Leading Chinese tech firms have pledged to address gender discrimination in job ads after a damning report by campaign group Human Rights Watch (HRW).
Sexist recruitment practices had contributed to a decrease in the proportion of women working, HRW said.
Tech giants and government agencies had published “male only” adverts, as well as others asking women applicants to be “trim” and “aesthetically pleasing”.
Alibaba said it would “conduct stricter reviews”, and Tencent apologised.
Alibaba, an e-commerce giant, was accused of repeatedly using the lure of attractive female co-workers in its recruitment campaigns, using the phrases “Ali beauties” and “goddesses” to describe them on social media.
Other major companies also accused of advertising their female employees’ beauty include Tencent – which runs China’s most popular messenger app WeChat, internet company Baidu and leading telecom firm Huawei.
HRW found that the adverts reflected “traditional and deeply discriminatory views” that women are less capable than men and that they will not be committed to their jobs because of their stereotypical role as family caregivers.
“Our track record of not just hiring but promoting women in leadership positions speaks for itself,” an Alibaba spokesperson told the BBC on Monday.
It pointed to the fact that one-third of its founders and managers were women, but said it would be stricter in ensuring “compliance with our policy” of providing “equal opportunity regardless of gender”.
Tencent told the BBC that the practices highlighted in the report “do not reflect our values”.

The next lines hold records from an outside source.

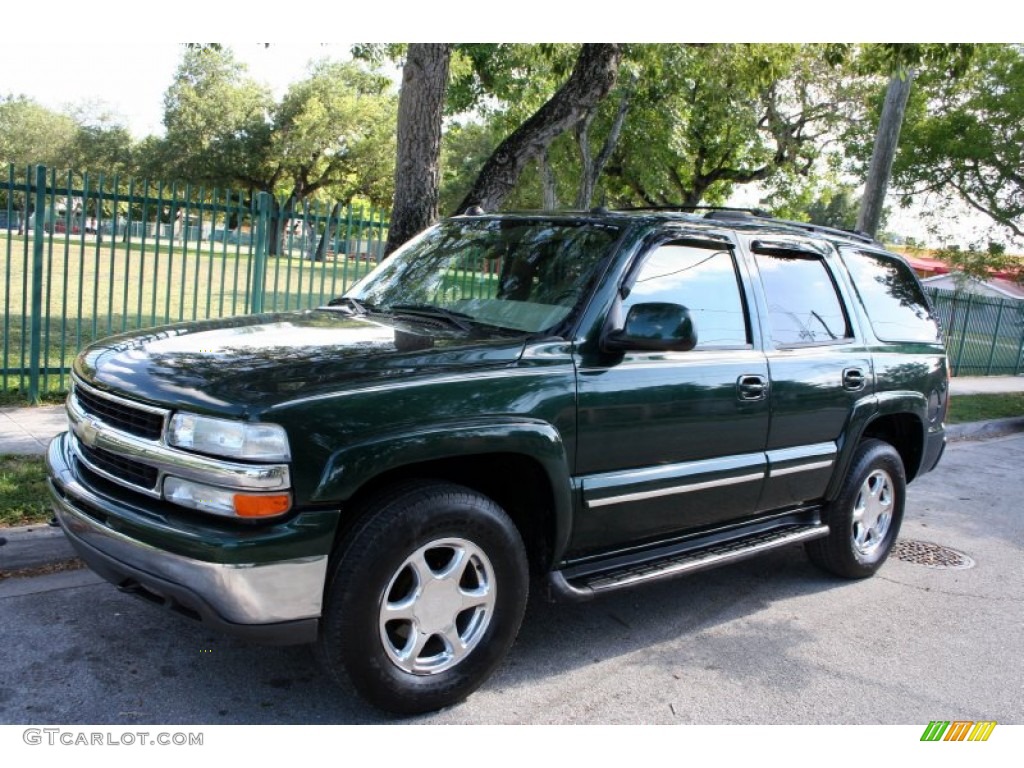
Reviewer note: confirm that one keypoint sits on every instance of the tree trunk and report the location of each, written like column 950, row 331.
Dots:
column 275, row 228
column 329, row 230
column 592, row 78
column 591, row 169
column 421, row 108
column 886, row 141
column 549, row 182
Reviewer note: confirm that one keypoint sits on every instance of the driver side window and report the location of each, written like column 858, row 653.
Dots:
column 702, row 280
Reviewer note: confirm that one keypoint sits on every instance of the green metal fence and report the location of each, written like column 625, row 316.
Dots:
column 85, row 257
column 984, row 335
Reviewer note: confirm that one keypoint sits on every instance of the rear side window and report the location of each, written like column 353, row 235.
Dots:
column 803, row 304
column 896, row 306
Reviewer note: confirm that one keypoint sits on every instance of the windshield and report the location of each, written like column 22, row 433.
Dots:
column 512, row 273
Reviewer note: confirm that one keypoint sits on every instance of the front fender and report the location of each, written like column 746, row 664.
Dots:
column 350, row 468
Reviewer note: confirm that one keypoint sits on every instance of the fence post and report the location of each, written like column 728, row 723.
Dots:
column 995, row 338
column 967, row 317
column 36, row 314
column 259, row 258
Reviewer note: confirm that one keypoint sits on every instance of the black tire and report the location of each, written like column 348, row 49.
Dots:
column 865, row 517
column 450, row 567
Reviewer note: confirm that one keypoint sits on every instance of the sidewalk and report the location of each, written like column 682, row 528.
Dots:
column 28, row 430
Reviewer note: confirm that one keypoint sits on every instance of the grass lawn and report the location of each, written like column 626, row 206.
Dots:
column 967, row 408
column 92, row 290
column 24, row 497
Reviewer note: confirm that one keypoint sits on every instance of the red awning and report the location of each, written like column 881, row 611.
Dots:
column 923, row 264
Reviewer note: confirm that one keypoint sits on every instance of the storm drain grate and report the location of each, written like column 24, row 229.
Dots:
column 930, row 555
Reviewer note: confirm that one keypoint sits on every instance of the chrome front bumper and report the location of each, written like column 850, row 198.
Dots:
column 280, row 602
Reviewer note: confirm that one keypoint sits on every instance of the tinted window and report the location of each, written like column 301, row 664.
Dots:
column 892, row 296
column 704, row 281
column 803, row 304
column 522, row 274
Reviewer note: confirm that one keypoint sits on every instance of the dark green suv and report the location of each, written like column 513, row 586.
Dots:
column 584, row 401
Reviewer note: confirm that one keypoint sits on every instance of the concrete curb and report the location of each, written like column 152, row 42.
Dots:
column 33, row 547
column 980, row 430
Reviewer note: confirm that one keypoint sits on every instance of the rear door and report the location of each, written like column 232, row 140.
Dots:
column 818, row 367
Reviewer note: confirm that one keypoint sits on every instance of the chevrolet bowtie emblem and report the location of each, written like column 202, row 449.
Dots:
column 89, row 432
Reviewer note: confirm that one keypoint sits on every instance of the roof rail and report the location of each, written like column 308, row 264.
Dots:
column 711, row 210
column 726, row 212
column 822, row 229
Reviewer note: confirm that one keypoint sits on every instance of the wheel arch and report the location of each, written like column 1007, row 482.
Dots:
column 896, row 418
column 521, row 466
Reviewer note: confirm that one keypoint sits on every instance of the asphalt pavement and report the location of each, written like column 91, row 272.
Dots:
column 770, row 640
column 28, row 430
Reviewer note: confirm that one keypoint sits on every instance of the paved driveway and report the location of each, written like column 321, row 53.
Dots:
column 767, row 641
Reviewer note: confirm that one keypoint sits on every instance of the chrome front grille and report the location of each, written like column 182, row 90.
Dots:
column 141, row 421
column 112, row 465
column 107, row 440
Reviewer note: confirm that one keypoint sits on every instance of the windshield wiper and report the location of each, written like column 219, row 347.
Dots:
column 347, row 301
column 429, row 310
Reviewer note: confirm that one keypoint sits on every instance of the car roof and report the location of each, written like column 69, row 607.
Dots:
column 752, row 220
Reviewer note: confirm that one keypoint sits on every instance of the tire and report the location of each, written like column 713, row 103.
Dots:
column 865, row 517
column 425, row 599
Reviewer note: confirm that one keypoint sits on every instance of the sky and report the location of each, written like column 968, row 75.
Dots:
column 123, row 61
column 135, row 92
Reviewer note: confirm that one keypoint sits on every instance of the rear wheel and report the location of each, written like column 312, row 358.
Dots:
column 865, row 517
column 425, row 599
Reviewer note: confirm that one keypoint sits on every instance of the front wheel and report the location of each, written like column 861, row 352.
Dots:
column 425, row 598
column 864, row 519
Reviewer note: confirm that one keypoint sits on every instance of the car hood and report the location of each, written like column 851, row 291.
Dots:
column 240, row 366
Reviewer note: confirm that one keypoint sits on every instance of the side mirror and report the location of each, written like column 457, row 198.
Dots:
column 657, row 327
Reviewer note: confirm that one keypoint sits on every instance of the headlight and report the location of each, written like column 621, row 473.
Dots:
column 237, row 439
column 224, row 502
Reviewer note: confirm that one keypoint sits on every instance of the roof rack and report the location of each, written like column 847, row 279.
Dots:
column 822, row 229
column 725, row 212
column 737, row 212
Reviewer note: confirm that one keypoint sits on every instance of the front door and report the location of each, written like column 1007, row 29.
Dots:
column 673, row 442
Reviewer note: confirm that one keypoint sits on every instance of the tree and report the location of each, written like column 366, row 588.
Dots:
column 965, row 139
column 591, row 80
column 900, row 60
column 884, row 154
column 217, row 122
column 32, row 134
column 421, row 109
column 332, row 133
column 709, row 118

We are sorry they occurred and we will take swift action to ensure they do not happen again,” a statement said.
A Baidu spokesperson said, according to CNN: “We value the important work that our female employees do across the organisation, and deeply regret the instances where our job postings did not align with Baidu’s values.”
They also said that the company had identified and removed offending job postings before the release of the HRW report.
Huawei, one of the world’s largest smartphone makers, said it would review the allegations and work to ensure its recruitment materials are “fully sensitive of gender equality”.
The report entitled “Only Men Need Apply: Gender Discrimination in Job Advertisements in China” also highlighted recruitment practices by public bodies.
“Nearly one in five job ads for China’s 2018 national civil service called for ‘men only’ or ‘men preferred’,” said HRW’s China director Sophie Richardson.
“Chinese authorities need to act now to enforce existing laws to end government and private hiring practices that blatantly discriminate against women.”
The 99-page report analysed more than 36,000 job advertisements posted between 2013 and 2018 on Chinese recruitment and company websites and on social media platforms.